Avoiding exposure to blood and other potentially infectious materials (OPIM), as well as protection by immunization, remain primary strategies for reducing occupationally-acquired infections, but occupational exposures can still occur.
In addition to blood, the following are considered to be potentially infectious with HIV, HBV or HCV:
• All body fluid where it is difficult or impossible to differentiate between body fluids and amniotic fluid
• Any body fluid visibly contaminated with blood
• Any fixed tissue or organ (other than intact skin) from human (living or dead) blood/organs or other tissues from experimental animals infected with blood-borne pathogens
• Cell, tissue or organ cultures containing blood-borne pathogens
• Cerebral spinal fluid
• Culture media or other solutions containing blood-borne pathogens
• Pericardial fluid
• Peritoneal fluid
• Saliva in dental procedures (whether or not there is visible blood)
• Synovial fluid
• Vaginal secretions
An exposure requiring evaluation and medical attention occurs when blood or OPIM is involved in:
• A puncture of the skin with a needle, lancet or other contaminated sharp item
• A splash or spray or other transmission into the eyes, mouth or nose
• Transmission into an open wound, an oozing lesion, or other area where there is significant
breakdown of skin
A strict protocol of standard precautions, instrument/equipment design, workplace setup, work practice and administrative controls is the best means to minimize occupational exposure.
Policies and procedures regarding prevention of exposure, accidental exposure, post-exposure management and reporting of exposure should be adequately discussed to all dental healthcare personnel. Written policies and procedures should likewise be made available to all persons who are at risk of exposure to blood or OPIM.
DHCP who have contact with patients can also be exposed to persons with infectious TB and should have a baseline tuberculin skin test (TST), preferably by using a two-step test, at the beginning of employment. Thus, if an unprotected occupational exposure occurs, TST conversions can be distinguished from positive TST results caused by previous exposures. The facility’s level of TB risk will determine the need for routine follow-up TSTs (see Indications for two-step TST).

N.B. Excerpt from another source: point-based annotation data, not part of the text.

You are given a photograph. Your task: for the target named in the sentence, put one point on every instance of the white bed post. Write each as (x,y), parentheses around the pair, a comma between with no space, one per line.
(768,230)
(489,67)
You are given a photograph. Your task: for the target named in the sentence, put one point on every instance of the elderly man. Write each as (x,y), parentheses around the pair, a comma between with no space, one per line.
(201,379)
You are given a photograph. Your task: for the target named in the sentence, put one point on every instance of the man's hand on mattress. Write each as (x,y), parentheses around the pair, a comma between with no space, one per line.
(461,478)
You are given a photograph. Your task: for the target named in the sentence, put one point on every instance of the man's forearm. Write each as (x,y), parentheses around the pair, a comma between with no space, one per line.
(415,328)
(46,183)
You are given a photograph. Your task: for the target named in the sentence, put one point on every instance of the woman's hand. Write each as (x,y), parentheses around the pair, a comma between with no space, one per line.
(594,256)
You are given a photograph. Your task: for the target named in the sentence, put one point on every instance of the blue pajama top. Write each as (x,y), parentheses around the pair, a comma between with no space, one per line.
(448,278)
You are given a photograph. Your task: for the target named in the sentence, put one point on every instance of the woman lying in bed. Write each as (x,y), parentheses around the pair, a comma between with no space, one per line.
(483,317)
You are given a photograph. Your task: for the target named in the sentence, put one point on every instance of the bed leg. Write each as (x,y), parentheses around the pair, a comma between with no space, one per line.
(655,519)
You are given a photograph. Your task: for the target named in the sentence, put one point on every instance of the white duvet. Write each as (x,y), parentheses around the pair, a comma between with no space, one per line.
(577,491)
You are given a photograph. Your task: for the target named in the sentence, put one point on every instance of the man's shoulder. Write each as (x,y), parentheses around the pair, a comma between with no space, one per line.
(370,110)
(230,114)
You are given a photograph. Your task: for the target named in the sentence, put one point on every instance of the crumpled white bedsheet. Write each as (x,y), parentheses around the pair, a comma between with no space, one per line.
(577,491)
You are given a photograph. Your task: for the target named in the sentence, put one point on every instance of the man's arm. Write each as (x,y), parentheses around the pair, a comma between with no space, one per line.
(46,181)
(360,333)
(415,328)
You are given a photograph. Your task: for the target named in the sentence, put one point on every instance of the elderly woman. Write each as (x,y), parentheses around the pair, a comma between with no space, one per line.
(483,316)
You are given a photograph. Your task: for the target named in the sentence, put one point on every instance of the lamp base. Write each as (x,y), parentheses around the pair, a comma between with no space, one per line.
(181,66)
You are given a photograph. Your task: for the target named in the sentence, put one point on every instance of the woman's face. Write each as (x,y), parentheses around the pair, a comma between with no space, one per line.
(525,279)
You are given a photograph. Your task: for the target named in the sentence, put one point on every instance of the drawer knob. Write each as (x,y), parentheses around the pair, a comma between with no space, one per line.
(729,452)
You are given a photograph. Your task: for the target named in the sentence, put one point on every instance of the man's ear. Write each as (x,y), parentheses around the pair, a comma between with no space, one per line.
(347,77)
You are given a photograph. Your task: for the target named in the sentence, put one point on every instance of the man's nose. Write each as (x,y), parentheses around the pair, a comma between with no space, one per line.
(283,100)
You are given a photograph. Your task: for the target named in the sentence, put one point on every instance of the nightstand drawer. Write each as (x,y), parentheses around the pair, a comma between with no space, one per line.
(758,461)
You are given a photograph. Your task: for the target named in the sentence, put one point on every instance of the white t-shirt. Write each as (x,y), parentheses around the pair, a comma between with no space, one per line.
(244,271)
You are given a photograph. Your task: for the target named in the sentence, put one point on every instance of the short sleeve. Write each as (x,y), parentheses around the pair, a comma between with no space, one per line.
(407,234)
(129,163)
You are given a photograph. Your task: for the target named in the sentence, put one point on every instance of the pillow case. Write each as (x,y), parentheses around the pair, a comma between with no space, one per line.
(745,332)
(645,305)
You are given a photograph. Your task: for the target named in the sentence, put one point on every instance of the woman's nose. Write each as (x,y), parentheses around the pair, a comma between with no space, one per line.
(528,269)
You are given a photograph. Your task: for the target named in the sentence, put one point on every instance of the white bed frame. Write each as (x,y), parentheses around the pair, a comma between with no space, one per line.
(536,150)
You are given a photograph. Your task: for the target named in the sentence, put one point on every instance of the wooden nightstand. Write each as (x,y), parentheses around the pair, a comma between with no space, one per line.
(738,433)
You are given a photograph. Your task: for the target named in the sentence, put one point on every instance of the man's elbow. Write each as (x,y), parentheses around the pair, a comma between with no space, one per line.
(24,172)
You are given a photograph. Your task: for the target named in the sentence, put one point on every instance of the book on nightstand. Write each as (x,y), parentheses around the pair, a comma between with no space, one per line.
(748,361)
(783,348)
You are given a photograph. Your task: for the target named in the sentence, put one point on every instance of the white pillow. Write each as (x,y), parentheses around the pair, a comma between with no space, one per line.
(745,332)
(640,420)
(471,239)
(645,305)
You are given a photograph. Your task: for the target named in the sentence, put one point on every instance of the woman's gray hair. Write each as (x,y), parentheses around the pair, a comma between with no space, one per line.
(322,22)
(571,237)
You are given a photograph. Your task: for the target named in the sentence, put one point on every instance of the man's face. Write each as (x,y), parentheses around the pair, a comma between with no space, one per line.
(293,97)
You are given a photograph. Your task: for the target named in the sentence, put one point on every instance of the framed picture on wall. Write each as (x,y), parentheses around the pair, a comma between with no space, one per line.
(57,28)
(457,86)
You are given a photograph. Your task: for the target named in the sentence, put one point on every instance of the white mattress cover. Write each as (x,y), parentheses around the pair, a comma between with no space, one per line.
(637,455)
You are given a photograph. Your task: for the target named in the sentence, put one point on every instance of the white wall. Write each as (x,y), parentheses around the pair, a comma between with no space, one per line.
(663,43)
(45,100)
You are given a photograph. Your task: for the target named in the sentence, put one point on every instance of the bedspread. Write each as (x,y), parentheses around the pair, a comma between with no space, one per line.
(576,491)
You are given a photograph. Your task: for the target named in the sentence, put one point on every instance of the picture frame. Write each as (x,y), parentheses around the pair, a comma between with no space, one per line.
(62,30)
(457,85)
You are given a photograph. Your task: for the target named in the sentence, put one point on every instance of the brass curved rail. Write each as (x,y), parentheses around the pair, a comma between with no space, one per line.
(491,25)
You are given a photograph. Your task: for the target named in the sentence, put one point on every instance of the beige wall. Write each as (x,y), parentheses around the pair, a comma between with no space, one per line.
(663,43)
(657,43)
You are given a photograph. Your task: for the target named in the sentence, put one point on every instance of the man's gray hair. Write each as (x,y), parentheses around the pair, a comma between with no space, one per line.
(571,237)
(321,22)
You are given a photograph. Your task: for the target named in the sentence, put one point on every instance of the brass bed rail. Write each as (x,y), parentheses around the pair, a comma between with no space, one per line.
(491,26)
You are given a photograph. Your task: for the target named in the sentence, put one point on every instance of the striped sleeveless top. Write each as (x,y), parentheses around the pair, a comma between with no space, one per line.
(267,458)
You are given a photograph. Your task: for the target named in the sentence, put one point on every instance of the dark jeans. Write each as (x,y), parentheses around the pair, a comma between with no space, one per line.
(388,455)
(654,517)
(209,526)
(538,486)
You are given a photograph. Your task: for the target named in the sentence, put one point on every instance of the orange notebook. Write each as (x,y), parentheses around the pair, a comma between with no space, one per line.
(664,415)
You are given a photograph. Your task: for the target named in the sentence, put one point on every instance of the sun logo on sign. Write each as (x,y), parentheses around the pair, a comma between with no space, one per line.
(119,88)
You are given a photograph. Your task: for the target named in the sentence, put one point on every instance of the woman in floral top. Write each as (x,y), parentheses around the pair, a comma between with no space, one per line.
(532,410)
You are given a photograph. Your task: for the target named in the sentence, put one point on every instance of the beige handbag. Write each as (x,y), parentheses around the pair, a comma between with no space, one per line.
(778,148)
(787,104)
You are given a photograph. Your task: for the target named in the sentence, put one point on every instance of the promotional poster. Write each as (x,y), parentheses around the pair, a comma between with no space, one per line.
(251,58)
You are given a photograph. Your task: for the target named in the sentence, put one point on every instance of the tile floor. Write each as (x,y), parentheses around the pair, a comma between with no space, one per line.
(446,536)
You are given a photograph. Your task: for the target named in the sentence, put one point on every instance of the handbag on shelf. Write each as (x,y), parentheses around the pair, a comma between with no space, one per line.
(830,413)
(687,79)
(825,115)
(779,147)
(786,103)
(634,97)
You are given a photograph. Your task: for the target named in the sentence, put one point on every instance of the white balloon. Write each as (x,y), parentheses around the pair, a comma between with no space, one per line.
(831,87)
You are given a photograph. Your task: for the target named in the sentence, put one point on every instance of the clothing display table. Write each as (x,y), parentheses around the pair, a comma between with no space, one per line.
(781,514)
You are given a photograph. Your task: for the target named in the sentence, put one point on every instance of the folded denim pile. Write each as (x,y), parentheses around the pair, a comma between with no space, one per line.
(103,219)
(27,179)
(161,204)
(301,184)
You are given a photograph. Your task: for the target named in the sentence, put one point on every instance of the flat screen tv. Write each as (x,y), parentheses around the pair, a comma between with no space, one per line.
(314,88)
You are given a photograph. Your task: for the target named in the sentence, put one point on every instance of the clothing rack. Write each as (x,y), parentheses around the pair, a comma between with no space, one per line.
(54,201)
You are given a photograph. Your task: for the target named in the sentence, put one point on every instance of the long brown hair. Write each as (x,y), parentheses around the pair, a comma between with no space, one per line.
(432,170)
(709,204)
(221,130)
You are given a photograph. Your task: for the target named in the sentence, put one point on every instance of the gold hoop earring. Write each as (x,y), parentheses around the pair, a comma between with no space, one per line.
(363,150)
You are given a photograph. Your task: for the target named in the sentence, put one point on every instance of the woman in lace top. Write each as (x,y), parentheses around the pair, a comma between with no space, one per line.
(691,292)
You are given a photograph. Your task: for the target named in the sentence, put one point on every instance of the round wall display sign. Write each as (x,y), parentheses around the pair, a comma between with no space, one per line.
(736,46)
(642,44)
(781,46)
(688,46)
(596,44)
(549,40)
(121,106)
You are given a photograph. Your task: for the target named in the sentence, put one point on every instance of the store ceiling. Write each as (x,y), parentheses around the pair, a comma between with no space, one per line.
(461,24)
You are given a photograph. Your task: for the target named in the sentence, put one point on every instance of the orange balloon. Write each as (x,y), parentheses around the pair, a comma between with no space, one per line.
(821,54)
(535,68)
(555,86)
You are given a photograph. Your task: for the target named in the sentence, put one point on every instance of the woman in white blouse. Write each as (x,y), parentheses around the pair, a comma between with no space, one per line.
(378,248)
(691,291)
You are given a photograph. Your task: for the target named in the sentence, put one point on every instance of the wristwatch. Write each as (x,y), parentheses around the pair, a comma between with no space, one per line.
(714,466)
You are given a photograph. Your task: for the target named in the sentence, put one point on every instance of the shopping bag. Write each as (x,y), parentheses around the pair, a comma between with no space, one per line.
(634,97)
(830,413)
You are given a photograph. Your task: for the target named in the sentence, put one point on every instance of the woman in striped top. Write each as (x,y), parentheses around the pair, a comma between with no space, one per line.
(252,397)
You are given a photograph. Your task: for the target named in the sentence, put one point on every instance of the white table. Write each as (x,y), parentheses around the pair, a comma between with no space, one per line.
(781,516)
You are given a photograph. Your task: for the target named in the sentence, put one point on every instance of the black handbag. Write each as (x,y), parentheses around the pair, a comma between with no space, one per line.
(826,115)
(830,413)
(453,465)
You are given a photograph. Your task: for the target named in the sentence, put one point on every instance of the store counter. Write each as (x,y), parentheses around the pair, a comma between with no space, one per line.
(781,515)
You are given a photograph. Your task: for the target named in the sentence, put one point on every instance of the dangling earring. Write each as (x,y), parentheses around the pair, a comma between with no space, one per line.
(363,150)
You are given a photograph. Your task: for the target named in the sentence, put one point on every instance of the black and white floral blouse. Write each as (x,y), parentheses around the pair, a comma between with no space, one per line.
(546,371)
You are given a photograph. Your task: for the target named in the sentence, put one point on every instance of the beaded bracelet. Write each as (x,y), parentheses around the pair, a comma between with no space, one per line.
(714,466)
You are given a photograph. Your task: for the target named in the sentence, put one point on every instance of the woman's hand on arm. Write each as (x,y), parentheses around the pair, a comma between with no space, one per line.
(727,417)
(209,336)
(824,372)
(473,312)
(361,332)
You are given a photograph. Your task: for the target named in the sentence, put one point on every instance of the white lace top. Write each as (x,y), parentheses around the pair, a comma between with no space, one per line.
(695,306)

Indications for two-step TST
|No previous TST result||Two-step baseline TST’s|
|Previous negative TST result (documented or not) >12 months before new employment||Two-step baseline TST’s|
|Previous documented negative TST result<12 months before new employment||Single TST needed for baseline testing|
|>2 previous documented negative TST’s but most recent TST >12 months before new employment||Single TST; two-step testing is not necessary|
|Previous documented positive TST result||No TST|
|Previous undocumented positive TST result||Two-step baseline TST’s|
|Previous BCG vaccination||Two-step baseline TST’s|
1. Develop a comprehensive post-exposure management and medical follow-up program
a. Include policies and procedures for prompt reporting, evaluation, counseling, treatment and medical follow-up of occupational exposures.
b. Establish mechanisms for referral to a qualified healthcare professional for medical evaluation and follow-up.
c. Conduct a baseline TST, preferably by using a two-step test, for all DHCP who might have contact with persons with suspected or confirmed infectious TB, regardless of the risk classification of the setting.